From those two stories, we knew that the path to product/market fit would be long and arduous. Webflow experienced a long post-launch period in an “uncanny valley”, where they had enough functionality to be compelling on the surface but not enough to get users to truly invest.

Even armed with this knowledge about our predecessors (and a healthy seed round to power through), we underestimated the length, difficulty and uncertainty that the journey would entail. It’s one thing to hear about a startup deep in the trenches of pre-product/market fit building for years, it’s another thing to experience it.

With the benefit of hindsight, we now have a clearer perspective on code abstractions, where we fit and the questions we should have asked early-on. The companies we looked at broadly broke down into two categories, which have different criteria for success.

Automation infrastructure (Zapier, Clay, Automate.io) needs an exceptionally clear first use case.

A single use case makes or breaks your first interaction with a user, and that use case is likely how they’ll find you in the first place. You need to be exceptionally clear on what that use case is and why your solution is leaps and bounds better than anything else. Many companies I’ve talked to hedge and list the several use cases they’re just ok at — that won’t work. Only after solving a single use case does a user consider using the same infrastructure for other things.

For Zapier, the killer use case was getting data out of Salesforce. For Clay, the use case was auto-enriching leads for sales teams.

Toolkits (Webflow, Notion, ProductBoard) need an exceptionally clear, reachable audience for whom the tool is a gamechanger.

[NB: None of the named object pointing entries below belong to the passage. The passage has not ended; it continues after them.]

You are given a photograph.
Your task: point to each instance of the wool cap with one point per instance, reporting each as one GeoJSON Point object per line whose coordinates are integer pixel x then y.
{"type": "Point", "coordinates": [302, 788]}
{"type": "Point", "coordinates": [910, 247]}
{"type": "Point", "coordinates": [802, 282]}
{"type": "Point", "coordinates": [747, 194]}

Toolkits are designed around the workflows of a specific function. If done well, they have the potential to be the “IDE” for that function, capturing the attention of their audience for a good part of their working day. To do that, toolkits often need an exceptionally large about of functionality before they gain any real traction — companies can push through that slog if they maintain a laser focus on an audience they understand well.

For Webflow, the function was non-technical startup marketers that needed to build websites. For Notion, the function was product managers in San Francisco.

Note: absent in this discussion are Airtable and Coda. My belief is that these companies are the exceptions that prove the rule: they eventually found traction and have built healthy businesses, but they both wandered significantly on that road, burning capital and exhausting people along the way. I don’t believe there’s a playbook to be built there.

Cascade (and, I would argue, other analytical tools like Causal, Equals and Canvas) had components of both categories, required by the peculiar nature of the analytics space. Being an “automated analysis toolkit”, sat us right in the middle and further confused our situation. But we had neither a super clear use case nor a super clear audience, though we had loose versions of both. If we had declared ourselves automation infrastructure, we would have struggled to identify the specific use case that would be our “killer app”, given how bespoke analysis tends to be from company to company. But if we declared ourselves a toolkit, we would encounter a similar issue: business analysts are generally not consolidated into one function, but they’re called various things throughout various portions of most organizations.

We eventually were given major cause for pause by asking one question: what portion of the audience we were trying to reach would spend more than half their day in the app? The number was certainly greater than zero, but we were also trying to sell the tool to teams for whom there was no reasonable chance we would fundamentally change the way they worked. That meant that either our audience was too small or our value proposition was not sharp enough.

Some questions we should have asked that would have helped early-on:

If building automation infrastructure:

  • Do you know exactly what your first use case is and why it’s valuable?
  • Do you know how your audience will find you when trying to solve that use case?
  • Are your first 1-2 use cases valuable enough so that you can raise your next round on those alone?

If building a toolkit:

  • Do you know exactly what function will use your app (”makers” doesn’t count) and how to reach them?
  • Are you convinced your abstraction is a gamechanger? Do you, for example, anticipate that your target audience will spend >50% of their day in your app?
  • Are you willing to put up with a long, uncertain slog towards product/market fit? In practical terms, that likely means giving up more than half your company before getting to the illusive PMF valuation bump.